W Łomży wraz z 1 stycznia przestanie obowiązywać umowa z dotychczasowym dostawcą prądu. Nie ma żadnej chętnej firmy na sprzedaż energii miastu. Chociaż przedstawiciele urzędu miasta zapewniają, że nie grozi przerwa w dostawie energii, sięgnięcie po rezerwy odbije się na budżecie Łomży.
Żadna firma nie chce sprzedawać prądu miejskiemu samorządowi Łomży. W podobnej sytuacji są również Suwałki. Już za kilka dni - 1 stycznia - przestanie obowiązywać umowa z poprzednim dostawcą. Co prawda był zorganizowany przetarg, ale nikt nie zgłosił się ze swoją ofertą. Negocjacje z wolnej ręki również nie przyniosły pożądanego efektu. W związku z tym od początku nowego roku miasto będzie musiało uruchomić rezerwy. Magistrat uspokaja, że mieszkańcy na tym nie ucierpią.
- Zakup tej energii nie dotyczy podmiotów prywatnych i firm niebędących własnością miasta. Ta energia, którą my zakupujemy, dotyczy szkół, domów pomocy, teatrów i wszystkich jednostek podległych miastu, a także oświetlenia ulicznego i sygnalizacji świetlnej - zapewnia Przemysław Chełstowski, naczelnik Wydziału Gospodarki Komunalnej i Ochrony Środowiska.

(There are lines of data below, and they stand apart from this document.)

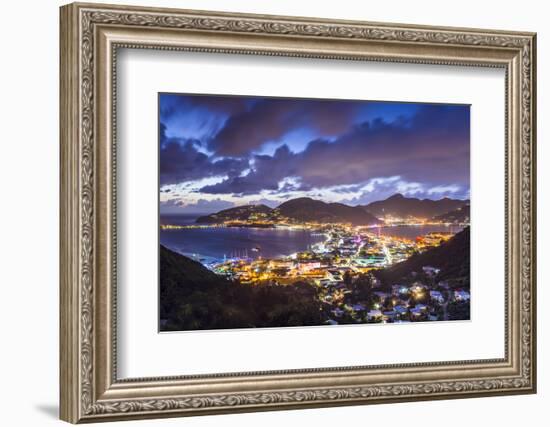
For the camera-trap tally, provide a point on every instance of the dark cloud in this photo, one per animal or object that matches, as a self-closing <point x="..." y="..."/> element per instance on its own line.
<point x="269" y="119"/>
<point x="266" y="174"/>
<point x="201" y="206"/>
<point x="181" y="161"/>
<point x="432" y="146"/>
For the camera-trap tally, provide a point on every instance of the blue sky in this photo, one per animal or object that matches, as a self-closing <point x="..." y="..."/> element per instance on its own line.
<point x="221" y="151"/>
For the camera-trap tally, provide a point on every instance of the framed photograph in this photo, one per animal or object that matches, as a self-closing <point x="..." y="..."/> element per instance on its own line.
<point x="264" y="212"/>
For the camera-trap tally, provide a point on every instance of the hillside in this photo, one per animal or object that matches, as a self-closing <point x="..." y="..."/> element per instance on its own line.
<point x="239" y="213"/>
<point x="403" y="207"/>
<point x="457" y="216"/>
<point x="451" y="257"/>
<point x="194" y="298"/>
<point x="305" y="209"/>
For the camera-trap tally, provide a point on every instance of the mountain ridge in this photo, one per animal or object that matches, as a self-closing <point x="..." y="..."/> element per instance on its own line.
<point x="400" y="206"/>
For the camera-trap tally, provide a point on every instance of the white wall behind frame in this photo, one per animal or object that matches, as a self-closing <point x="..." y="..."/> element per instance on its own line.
<point x="298" y="348"/>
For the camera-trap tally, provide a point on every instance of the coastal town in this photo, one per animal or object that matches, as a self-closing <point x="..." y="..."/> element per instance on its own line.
<point x="347" y="269"/>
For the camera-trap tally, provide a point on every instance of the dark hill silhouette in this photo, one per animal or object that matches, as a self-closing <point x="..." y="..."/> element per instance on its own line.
<point x="193" y="297"/>
<point x="457" y="216"/>
<point x="401" y="206"/>
<point x="241" y="213"/>
<point x="309" y="210"/>
<point x="451" y="257"/>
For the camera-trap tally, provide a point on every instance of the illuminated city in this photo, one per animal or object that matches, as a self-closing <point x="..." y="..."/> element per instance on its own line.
<point x="282" y="212"/>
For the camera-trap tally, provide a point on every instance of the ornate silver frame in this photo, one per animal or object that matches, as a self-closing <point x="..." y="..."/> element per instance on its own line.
<point x="90" y="36"/>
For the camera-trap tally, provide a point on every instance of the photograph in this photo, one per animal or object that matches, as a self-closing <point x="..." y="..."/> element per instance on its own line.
<point x="279" y="212"/>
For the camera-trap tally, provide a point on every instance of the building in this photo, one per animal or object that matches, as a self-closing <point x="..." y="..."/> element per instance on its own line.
<point x="437" y="296"/>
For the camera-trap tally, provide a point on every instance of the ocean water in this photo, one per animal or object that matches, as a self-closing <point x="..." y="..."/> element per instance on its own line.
<point x="217" y="243"/>
<point x="214" y="244"/>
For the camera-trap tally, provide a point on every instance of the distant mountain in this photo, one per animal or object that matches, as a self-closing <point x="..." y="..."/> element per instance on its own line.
<point x="306" y="209"/>
<point x="457" y="216"/>
<point x="451" y="257"/>
<point x="239" y="213"/>
<point x="303" y="209"/>
<point x="403" y="207"/>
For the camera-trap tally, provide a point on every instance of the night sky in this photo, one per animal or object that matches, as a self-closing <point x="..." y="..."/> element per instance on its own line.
<point x="222" y="151"/>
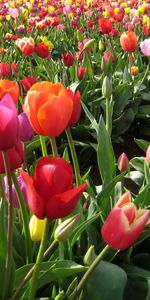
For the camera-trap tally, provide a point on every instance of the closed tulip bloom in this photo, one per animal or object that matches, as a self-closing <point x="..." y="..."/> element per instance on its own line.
<point x="22" y="188"/>
<point x="124" y="224"/>
<point x="15" y="157"/>
<point x="105" y="25"/>
<point x="9" y="125"/>
<point x="26" y="132"/>
<point x="26" y="45"/>
<point x="9" y="87"/>
<point x="50" y="192"/>
<point x="68" y="59"/>
<point x="123" y="162"/>
<point x="5" y="69"/>
<point x="36" y="227"/>
<point x="128" y="41"/>
<point x="76" y="112"/>
<point x="49" y="108"/>
<point x="145" y="47"/>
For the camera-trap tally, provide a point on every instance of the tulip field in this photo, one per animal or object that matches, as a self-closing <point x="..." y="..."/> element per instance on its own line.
<point x="74" y="150"/>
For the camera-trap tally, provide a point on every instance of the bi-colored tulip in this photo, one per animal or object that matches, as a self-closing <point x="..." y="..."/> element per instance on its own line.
<point x="9" y="124"/>
<point x="50" y="192"/>
<point x="124" y="224"/>
<point x="15" y="157"/>
<point x="49" y="108"/>
<point x="128" y="41"/>
<point x="9" y="87"/>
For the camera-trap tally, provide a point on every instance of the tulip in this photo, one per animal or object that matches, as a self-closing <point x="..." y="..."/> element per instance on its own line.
<point x="50" y="192"/>
<point x="42" y="50"/>
<point x="36" y="227"/>
<point x="9" y="125"/>
<point x="49" y="108"/>
<point x="123" y="162"/>
<point x="26" y="132"/>
<point x="124" y="224"/>
<point x="25" y="45"/>
<point x="148" y="155"/>
<point x="145" y="47"/>
<point x="128" y="41"/>
<point x="27" y="82"/>
<point x="76" y="107"/>
<point x="9" y="87"/>
<point x="15" y="157"/>
<point x="68" y="59"/>
<point x="22" y="188"/>
<point x="105" y="25"/>
<point x="5" y="69"/>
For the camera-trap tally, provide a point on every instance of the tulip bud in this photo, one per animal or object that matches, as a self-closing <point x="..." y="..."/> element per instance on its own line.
<point x="89" y="44"/>
<point x="89" y="256"/>
<point x="64" y="230"/>
<point x="123" y="162"/>
<point x="148" y="155"/>
<point x="107" y="87"/>
<point x="36" y="227"/>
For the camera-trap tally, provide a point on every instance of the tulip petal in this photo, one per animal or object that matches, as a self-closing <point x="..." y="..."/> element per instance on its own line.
<point x="35" y="202"/>
<point x="58" y="110"/>
<point x="59" y="206"/>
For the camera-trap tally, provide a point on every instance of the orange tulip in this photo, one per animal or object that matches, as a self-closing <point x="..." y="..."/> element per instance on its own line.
<point x="48" y="107"/>
<point x="9" y="87"/>
<point x="128" y="41"/>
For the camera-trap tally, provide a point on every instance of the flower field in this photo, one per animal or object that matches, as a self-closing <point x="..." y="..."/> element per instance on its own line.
<point x="74" y="209"/>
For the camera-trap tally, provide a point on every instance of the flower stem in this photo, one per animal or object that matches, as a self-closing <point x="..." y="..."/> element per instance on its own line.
<point x="39" y="261"/>
<point x="29" y="274"/>
<point x="89" y="271"/>
<point x="54" y="147"/>
<point x="43" y="146"/>
<point x="24" y="216"/>
<point x="9" y="226"/>
<point x="74" y="156"/>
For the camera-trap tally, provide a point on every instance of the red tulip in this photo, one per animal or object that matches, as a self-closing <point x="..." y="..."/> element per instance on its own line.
<point x="76" y="107"/>
<point x="128" y="41"/>
<point x="124" y="223"/>
<point x="105" y="25"/>
<point x="9" y="124"/>
<point x="68" y="59"/>
<point x="123" y="162"/>
<point x="15" y="156"/>
<point x="5" y="69"/>
<point x="50" y="193"/>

- Prawo mówi, że nie możemy zostać w ogóle bez energii. Mając już podpisane umowy dystrybucyjne, jesteśmy chronieni na zasadzie sprzedaży rezerwowej. 1 stycznia będzie dniem, kiedy przystąpimy do umowy w związku ze sprzedażą rezerwową. Będziemy też podpisywać umowy na każdy punkt. Będzie dużo pracy, dużo zmian, ale nie ma takiej możliwości, że zostaniemy bez energii - dodaje.
Brak dostawcy odbije się na budżecie
Przez konieczność sięgnięcia po rezerwy prąd będzie droższy. Podrożeje o co najmniej 80 procent. Będzie to ogromne wyzwanie dla budżetu Łomży.
- W grudniu ceny kształtują się w granicach 420-435 zł. Na dzień dzisiejszy sprzedaż rezerwowa dotyczy jednej ceny, która wynika z ustawy i jest to 785 zł - podkreśla Chełstowski.
Magistrat zapewnia, że będzie szukał dostawcy energii aż do skutku.